O que achou do filme em que Benício Del
Toro interpreta Che? E do dirigido pelo brasileiro Walter Salles (Diários de
Motocicleta)?
Não
me agradou. Só vi uma parte, não tive ânimo de ver completo (O filme “Che” é
dividido em duas partes que, somadas, ultrapassam 4 horas de duração). É um
tema muito difícil para mim e muitas coisas não estavam na tela. O do Walter
Salles (Diários de Motocicleta) sim
me encantou. É ótimo e ele é uma pessoa muito humana.
O que sente ao ver
camisetas com a imagem de seu pai?
O
capitalismo existe porque utiliza tudo de um jeito comercial, incluindo meu
pai. No caso dele, porém, o tiro saiu pela culatra. Trataram de simplificar a
imagem, mas não conseguiram. Muitos jovens que usam uma camiseta e não sabem
quem ele é um dia vão perguntar. Isso já é positivo. Não gosto de ver a imagem
do meu pai em um isqueiro, ou na parte de trás de um jeans. Me parece uma falta
de respeito. Mas há também muita gente que usa com amor.
Seu pai era um
guerrilheiro. O que pensa de luta armada?
É
preciso respeitar. De fora é muito fácil julgar, mas é preciso saber como se
vive e como se morre. O movimento pacifista é respeitável também. Se por aí se
encontra a solução, aleluia. A guerra é o que há de mais brutal no mundo. É o
mais cruel que pode ocorrer, mas, às vezes, é necessária. Não se pode colocar
um povo de joelhos. Neste caso é preciso lutar, e aí eu respeito.
Como médica, como vê o
sistema público de saúde no Brasil?
Primeiramente,
não gosto de julgar coisas que vivo pouco. Depois, o sistema de saúde no Brasil
está muito acompanhado da privatização de hospitais e isso é algo muito
diferente da realidade que vivo.

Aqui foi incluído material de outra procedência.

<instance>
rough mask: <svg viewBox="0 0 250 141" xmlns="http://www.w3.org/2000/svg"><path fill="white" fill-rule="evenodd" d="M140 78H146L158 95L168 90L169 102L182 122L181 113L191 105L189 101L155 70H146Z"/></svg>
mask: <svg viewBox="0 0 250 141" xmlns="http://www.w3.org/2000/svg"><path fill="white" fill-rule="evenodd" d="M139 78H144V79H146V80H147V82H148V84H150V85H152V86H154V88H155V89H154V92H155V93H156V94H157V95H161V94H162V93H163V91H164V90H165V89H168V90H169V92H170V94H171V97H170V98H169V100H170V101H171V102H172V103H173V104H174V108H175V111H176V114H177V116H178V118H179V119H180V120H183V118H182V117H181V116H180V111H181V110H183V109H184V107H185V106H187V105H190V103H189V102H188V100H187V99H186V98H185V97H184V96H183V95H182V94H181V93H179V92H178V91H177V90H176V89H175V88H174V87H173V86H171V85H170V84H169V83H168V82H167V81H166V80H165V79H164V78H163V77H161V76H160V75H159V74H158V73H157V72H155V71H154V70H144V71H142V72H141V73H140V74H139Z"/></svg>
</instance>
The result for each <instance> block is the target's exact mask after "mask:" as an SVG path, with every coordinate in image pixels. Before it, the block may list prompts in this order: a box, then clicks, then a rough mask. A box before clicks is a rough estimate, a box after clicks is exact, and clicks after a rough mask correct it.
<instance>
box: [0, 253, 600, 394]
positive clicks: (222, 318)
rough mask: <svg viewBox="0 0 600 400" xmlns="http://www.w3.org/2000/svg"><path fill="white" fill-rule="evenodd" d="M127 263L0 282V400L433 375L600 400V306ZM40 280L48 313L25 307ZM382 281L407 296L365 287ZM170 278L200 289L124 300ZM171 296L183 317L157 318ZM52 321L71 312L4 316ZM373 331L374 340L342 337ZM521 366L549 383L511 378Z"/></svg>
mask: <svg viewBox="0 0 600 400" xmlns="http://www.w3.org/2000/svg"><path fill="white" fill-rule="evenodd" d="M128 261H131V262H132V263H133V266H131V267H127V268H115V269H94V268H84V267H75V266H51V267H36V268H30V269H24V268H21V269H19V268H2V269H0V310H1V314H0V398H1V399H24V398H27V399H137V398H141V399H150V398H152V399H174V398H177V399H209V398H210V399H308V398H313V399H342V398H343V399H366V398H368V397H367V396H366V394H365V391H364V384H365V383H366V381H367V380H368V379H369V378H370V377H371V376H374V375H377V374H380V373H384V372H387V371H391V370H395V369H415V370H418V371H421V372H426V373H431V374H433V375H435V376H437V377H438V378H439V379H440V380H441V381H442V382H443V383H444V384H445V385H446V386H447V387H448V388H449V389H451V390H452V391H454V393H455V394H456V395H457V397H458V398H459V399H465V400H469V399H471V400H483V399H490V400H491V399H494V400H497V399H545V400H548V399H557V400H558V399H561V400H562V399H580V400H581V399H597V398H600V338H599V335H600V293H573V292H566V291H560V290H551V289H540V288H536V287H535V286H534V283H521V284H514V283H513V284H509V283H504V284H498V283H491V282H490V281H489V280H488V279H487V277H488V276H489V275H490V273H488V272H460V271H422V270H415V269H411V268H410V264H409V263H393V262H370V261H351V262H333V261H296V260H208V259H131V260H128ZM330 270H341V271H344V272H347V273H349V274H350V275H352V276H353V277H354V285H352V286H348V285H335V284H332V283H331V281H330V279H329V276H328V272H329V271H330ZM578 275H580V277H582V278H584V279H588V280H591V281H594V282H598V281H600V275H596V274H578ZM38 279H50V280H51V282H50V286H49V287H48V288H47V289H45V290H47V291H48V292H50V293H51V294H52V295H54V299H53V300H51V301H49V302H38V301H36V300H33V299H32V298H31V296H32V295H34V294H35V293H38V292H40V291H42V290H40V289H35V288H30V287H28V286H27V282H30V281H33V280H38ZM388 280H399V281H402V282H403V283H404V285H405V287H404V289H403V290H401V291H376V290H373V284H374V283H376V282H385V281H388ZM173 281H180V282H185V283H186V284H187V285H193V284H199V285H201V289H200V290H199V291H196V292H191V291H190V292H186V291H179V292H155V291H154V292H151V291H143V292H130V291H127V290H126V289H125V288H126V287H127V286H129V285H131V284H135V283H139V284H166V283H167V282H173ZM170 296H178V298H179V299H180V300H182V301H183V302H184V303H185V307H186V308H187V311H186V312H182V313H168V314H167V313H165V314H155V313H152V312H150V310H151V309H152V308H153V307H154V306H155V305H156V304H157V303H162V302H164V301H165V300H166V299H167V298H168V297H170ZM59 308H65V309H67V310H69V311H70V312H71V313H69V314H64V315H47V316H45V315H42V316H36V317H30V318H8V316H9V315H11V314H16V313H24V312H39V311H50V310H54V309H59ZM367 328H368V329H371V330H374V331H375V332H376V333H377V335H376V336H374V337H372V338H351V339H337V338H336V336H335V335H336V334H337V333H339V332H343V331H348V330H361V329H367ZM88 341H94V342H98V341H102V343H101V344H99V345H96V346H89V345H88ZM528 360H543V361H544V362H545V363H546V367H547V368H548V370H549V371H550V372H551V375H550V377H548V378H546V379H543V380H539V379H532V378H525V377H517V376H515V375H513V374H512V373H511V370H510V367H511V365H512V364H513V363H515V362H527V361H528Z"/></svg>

A saúde é um direito do povo, não pode ser
convertido em negócio.
Não me sinto capaz de comparar.
Vivi
situações muito duras na América Latina. No Paraguai havia uma indígena doente,
mas eu não podia pedir um raio-X para saber o que ela tinha porque ela não
teria como fazer. Na África, em Angola, com 26 anos, tratei de três meninos com
edema cerebral e eu só tinha um pacote de manitol, a medicação necessária. Só
poderia salvar a vida de um deles. Isso me golpeou tanto que até hoje tenho
horror ao racismo e à colonização.
Como foi a experiência na
África?
Aprendi
uma coisa linda em Angola. Na TV,
havia um ator negro brasileiro que pegou a mão do apresentador e perguntou: “Se
ponho a mão na sua, que cor é a sombra? Escura”. É isso o que penso. Se colocarmos
as mãos juntas em igualdade de condições, a sombra será da mesma cor.
Tem esperança em Barack Obama? A
situação de Cuba mudará?
Não.
Falta poder a ele. Os presidentes dos Estados Unidos são marionetes do Senado e
das grandes multinacionais. Não creio que Obama possa enfrentar a todos, mesmo
que queira. Cuba é um caso muito especial e mais difícil. Representa o que os
Estados Unidos tentaram negar: a existência sem ser cópia de outro modelo
político. O bloqueio não vai mudar. É uma lei do Senado, e ele não pode
mudá-la. Obama disse que vai fechar a prisão de Guantánamo. Perfeito! Estamos
de acordo que feche de imediato, mas estaríamos de acordo também que nos
devolvessem a base naval a Cuba. (O local é controlado pelos Estados Unidos
onde a prisão está instalada.)
Como estão as mudanças
políticas em curso em Cuba?
Não
falamos em mudanças, mas sim em continuidade. Em Cuba,
o socialismo não foi imposto, foi criado como um modo de melhorar. Isso não se
perde. Meu pai, o Che, sempre dizia: “é preferível ser seguido do que empurrar
as pessoas”. Se forçadas, um dia as pessoas se perguntam “por quê?”. Se são
convencidas do que se pode fazer e como fazer, é diferente.
Mas há eleição para chefe
de Estado e democracia em Cuba?
O
problema é como vocês veem a democracia. A burguesia diz que só há democracia
onde há mais de cinco partidos. A palavra democracia significa “poder do povo”
e em meu país há poder do povo, só que há um só partido. Nós somos socialistas,
é diferente, mas nós temos eleições populares de verdade. As pessoas no bairro
pedem que seja um representante por acreditar em você, no que está sendo dito,
não por propaganda. Falar em ditadura é falta de conhecimento.